A solenoid of length 60 cm has 10,000 loops, each of radius 10 cm and is connect
ID: 1471279 • Letter: A
Question
A solenoid of length 60 cm has 10,000 loops, each of radius 10 cm and is connected to a battery that delivers a 5A current at some time t. If the solenoid is placed perpendicular to the page, the current is seen to be counter clockwise. A smaller loop or radius 2.5 and resistance 5 m ohms is placed in the solenoid with its plane parallel to the solenoid's loops.

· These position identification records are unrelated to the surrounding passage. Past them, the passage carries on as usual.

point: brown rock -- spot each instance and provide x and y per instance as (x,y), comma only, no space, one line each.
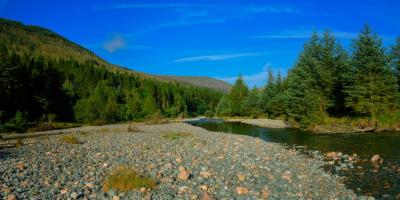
(242,190)
(205,174)
(11,197)
(183,173)
(375,158)
(241,176)
(265,193)
(179,159)
(205,196)
(204,187)
(20,166)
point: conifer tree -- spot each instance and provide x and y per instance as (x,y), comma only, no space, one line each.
(373,90)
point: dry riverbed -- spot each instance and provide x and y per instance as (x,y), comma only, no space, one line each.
(186,162)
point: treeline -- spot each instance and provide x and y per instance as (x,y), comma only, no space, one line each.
(35,88)
(327,82)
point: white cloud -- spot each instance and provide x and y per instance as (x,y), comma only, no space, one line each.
(257,79)
(114,44)
(215,57)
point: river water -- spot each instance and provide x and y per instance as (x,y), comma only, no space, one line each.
(381,181)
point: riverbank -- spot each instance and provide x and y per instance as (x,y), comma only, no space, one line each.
(193,165)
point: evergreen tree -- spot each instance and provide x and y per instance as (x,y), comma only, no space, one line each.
(223,109)
(395,60)
(251,105)
(150,105)
(373,90)
(238,93)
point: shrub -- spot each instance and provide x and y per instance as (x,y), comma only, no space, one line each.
(19,143)
(156,118)
(176,135)
(133,129)
(70,139)
(124,179)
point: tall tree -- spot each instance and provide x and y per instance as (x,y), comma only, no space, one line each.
(238,93)
(395,60)
(374,87)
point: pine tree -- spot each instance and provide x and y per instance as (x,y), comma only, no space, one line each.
(238,93)
(223,108)
(374,87)
(395,60)
(150,105)
(251,105)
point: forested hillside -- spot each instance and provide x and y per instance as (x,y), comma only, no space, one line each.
(328,85)
(44,77)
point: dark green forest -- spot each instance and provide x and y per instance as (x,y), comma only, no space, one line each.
(328,84)
(37,85)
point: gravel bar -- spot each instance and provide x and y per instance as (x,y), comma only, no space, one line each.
(202,165)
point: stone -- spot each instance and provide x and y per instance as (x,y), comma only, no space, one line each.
(265,193)
(178,159)
(204,187)
(115,197)
(20,166)
(375,158)
(142,190)
(74,195)
(205,174)
(183,174)
(205,196)
(241,176)
(183,189)
(242,190)
(11,197)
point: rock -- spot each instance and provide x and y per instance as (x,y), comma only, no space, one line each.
(242,190)
(20,166)
(11,197)
(74,195)
(183,174)
(142,190)
(183,189)
(115,197)
(205,174)
(205,196)
(241,177)
(375,158)
(204,187)
(178,159)
(265,193)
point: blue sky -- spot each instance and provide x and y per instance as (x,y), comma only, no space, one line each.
(205,38)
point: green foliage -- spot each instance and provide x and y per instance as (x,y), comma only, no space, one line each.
(251,104)
(373,89)
(223,108)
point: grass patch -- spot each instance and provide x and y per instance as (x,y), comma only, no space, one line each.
(70,139)
(124,179)
(177,135)
(133,129)
(19,143)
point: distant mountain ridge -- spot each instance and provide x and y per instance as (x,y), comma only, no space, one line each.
(52,45)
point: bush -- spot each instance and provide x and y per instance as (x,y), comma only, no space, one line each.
(156,118)
(124,179)
(70,139)
(177,135)
(133,129)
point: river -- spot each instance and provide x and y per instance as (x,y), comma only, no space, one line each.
(381,181)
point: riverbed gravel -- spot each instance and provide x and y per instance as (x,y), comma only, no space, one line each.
(201,165)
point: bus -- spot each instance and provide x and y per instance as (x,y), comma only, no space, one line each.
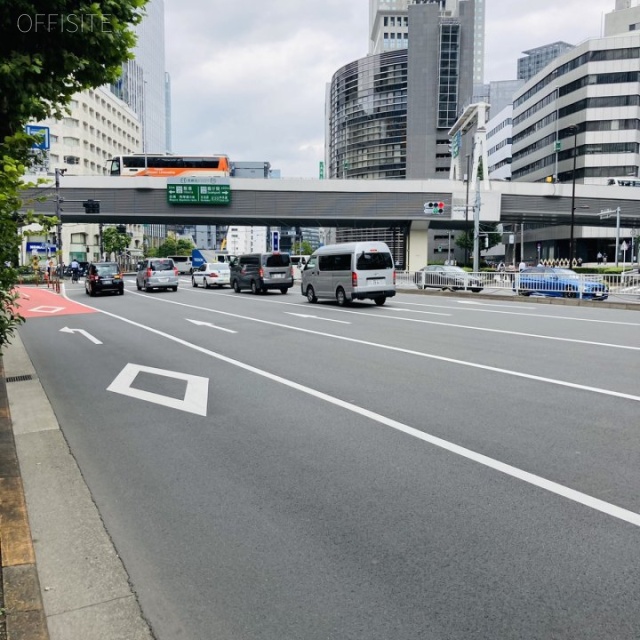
(623,182)
(167,166)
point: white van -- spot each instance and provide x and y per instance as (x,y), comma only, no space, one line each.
(350,271)
(183,264)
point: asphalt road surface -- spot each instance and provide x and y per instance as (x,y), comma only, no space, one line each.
(437,468)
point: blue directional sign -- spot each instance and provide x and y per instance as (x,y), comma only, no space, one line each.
(35,130)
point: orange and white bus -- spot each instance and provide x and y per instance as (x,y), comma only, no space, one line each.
(167,166)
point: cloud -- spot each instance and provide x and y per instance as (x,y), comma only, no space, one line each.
(249,78)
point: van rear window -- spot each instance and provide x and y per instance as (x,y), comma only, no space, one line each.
(369,261)
(278,260)
(162,265)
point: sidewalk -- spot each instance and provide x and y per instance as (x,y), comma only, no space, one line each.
(61,575)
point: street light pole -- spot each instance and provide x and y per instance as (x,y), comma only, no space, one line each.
(574,129)
(466,216)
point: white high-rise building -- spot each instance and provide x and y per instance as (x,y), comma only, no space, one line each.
(143,84)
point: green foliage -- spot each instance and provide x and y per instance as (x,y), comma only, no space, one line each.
(45,58)
(49,51)
(113,241)
(173,247)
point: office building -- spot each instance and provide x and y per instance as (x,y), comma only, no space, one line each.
(593,87)
(625,17)
(384,118)
(143,84)
(535,60)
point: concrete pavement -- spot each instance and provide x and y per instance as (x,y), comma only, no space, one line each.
(62,577)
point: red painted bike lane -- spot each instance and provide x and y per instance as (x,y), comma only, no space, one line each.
(37,302)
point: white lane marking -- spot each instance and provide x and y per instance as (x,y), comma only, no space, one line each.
(210,324)
(421,354)
(509,313)
(86,334)
(306,304)
(46,309)
(530,478)
(439,324)
(195,396)
(304,315)
(488,304)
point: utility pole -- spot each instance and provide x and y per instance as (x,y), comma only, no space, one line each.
(59,200)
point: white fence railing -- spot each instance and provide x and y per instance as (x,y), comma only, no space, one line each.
(543,282)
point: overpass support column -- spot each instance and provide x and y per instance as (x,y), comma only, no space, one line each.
(418,246)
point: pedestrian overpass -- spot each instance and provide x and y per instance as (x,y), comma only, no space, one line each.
(401,204)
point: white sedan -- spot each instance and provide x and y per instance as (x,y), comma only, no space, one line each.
(211,273)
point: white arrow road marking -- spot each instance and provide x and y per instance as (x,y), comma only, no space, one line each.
(86,334)
(303,315)
(210,324)
(195,395)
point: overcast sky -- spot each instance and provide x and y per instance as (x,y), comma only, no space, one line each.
(248,78)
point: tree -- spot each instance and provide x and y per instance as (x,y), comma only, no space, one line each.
(115,241)
(45,58)
(48,57)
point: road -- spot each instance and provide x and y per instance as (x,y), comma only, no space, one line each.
(435,468)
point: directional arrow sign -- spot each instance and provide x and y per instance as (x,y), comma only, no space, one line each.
(86,334)
(302,315)
(209,324)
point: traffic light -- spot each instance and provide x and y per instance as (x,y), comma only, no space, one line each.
(91,206)
(435,208)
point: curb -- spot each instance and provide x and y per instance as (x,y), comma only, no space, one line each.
(23,610)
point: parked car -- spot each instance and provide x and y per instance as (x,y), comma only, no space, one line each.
(82,270)
(261,272)
(558,282)
(447,277)
(157,273)
(211,273)
(103,276)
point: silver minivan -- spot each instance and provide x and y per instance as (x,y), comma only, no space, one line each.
(157,273)
(350,271)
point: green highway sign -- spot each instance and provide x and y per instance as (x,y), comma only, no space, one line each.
(198,191)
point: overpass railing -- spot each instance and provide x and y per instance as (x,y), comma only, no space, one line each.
(622,287)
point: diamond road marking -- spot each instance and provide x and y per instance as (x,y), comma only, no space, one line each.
(45,309)
(195,396)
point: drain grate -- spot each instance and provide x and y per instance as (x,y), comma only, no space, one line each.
(23,378)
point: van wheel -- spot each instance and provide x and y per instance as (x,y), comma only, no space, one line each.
(311,295)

A) assuming the loop stays fully inside the solenoid and the current in the solenoid is constant, which actions induce a current in the loop?
*moving the loop along the solenoid's axis (perpendicular to the page)
*moving the loop in the plane of the page
*rotating the loop about one of its diameters
rotating the loop about solenoids axis
B) for this question, assume the loop is back at the center of the solenoid, with its plane forming a 10 degree angle with the plane of the page. You change the current in the solenoid and observe that there is a 3mA current with a counter clockwise direction induced in the loop. Was the current in the solenoid increased or decreased? At what raite was it changed?
Explanation / Answer
A) rotating the loop about one of its diameters
beacsue in this only case magnetic flux through the loop changes and induced current floes in the loop.
B) The current in the solenoid decreased.
N = 10000 loops
L = 60 cm = 0.6 m
cross sectional area of loop, A = pi*r^2
= pi*0.025^2
= 1.96*10^-3 m^2
magnetic field produced by solenoid, B = mue*N*I/L
induced emf in the loop = induced current*R
= 3*10^-3*5*10^-3
= 15*10^-6 volts
induced emf = A*cos(theta)*dB/dt
induced emf = A*cos(theta)(mue*N/L)*dI/dt
==> dI/dt = induced emf*L/(A*cos(theta)*mue*N)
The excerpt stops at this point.